2 October 2015
An international collaboration to study human genetic variation across the world has completed its final phase with the publication of two papers in Nature.
The 1000 Genomes Project provides the most comprehensive view of global human variation so far. Over the last eight years the project has involved the analysis of the genomes of 2504 individuals from 26 populations across five continents and 18 countries, exceeding the projects initial goal of 1000 Genomes.
The initial goal was to find most genetic variants that have frequencies of at least 1% in the populations studied in order to have a better understanding of the history and evolution of genetic variation in the human population.
“We now have a public repository that describes the range and diversity of genetic variation around the world…we now know which genes rarely change and which are altered in different populations,” said Dr Goncola Abecasis, co-principal investigator for the main Nature study.
In the main Nature study, investigators identified 88 million sites in the human genomes. Of these, only 12 million had common variants that were likely shared by many of the populations. The group with the most variants was African, consistent with evidence that humans originated in Africa.
The second paper looked at the structure of the genome and found nearly 69,000 structural variants, with some occurring in genomic regions that have previously been associated with complex traits and disease. The new data is expected to be a starting point for future mechanistic studies.
Over the course of the project, the team have developed new, improved methods for large-scale DNA sequencing, analysis and interpretation of genomic information which have been a blueprint for larger genome studies in Alzheimer’s, autism and diabetes.
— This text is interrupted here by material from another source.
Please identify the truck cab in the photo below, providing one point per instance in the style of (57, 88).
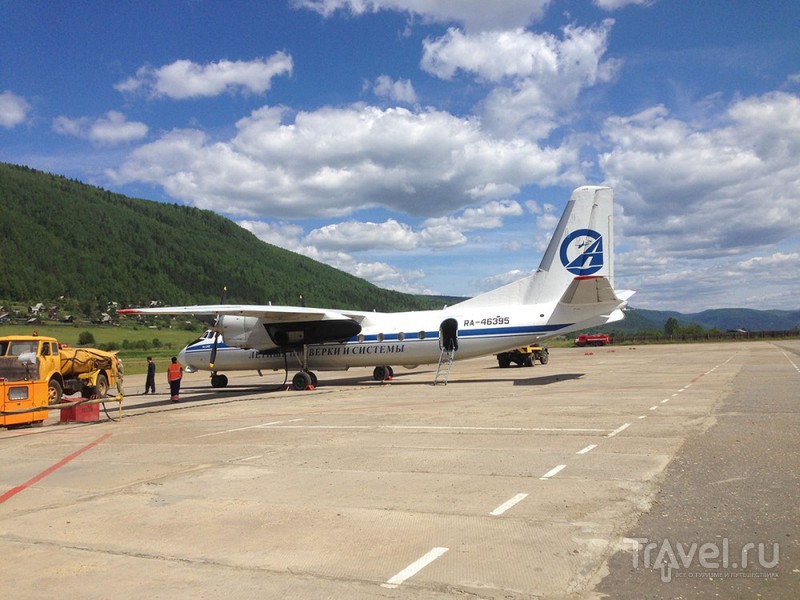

People who donated DNA to the project consented to the full release of their genetic data, with the understanding that no associated health data would be collected. This means that the current data sets and analyses are freely accessible to researchers across the world.
An immediate use of the dataset generated is for genome-wide association studies which compare the genomes of people with and without a disease, in order to search for regions of the genome that contain genomic variants associated with that disease. GWAS studies can find several genomic regions associated with a disease and many variants in each of these regions. Rather than sequencing the genomes of all the people in a study, researchers can use the 1000 Genomes Project data to find most of the variants in the regions identified by the GWAS study to be associated with the diseases, saving considerable resources.
Looking ahead, Dr Adam Auton, main Nature study senior author said: “Everyone now wants to know what these variants tell us about human disease”.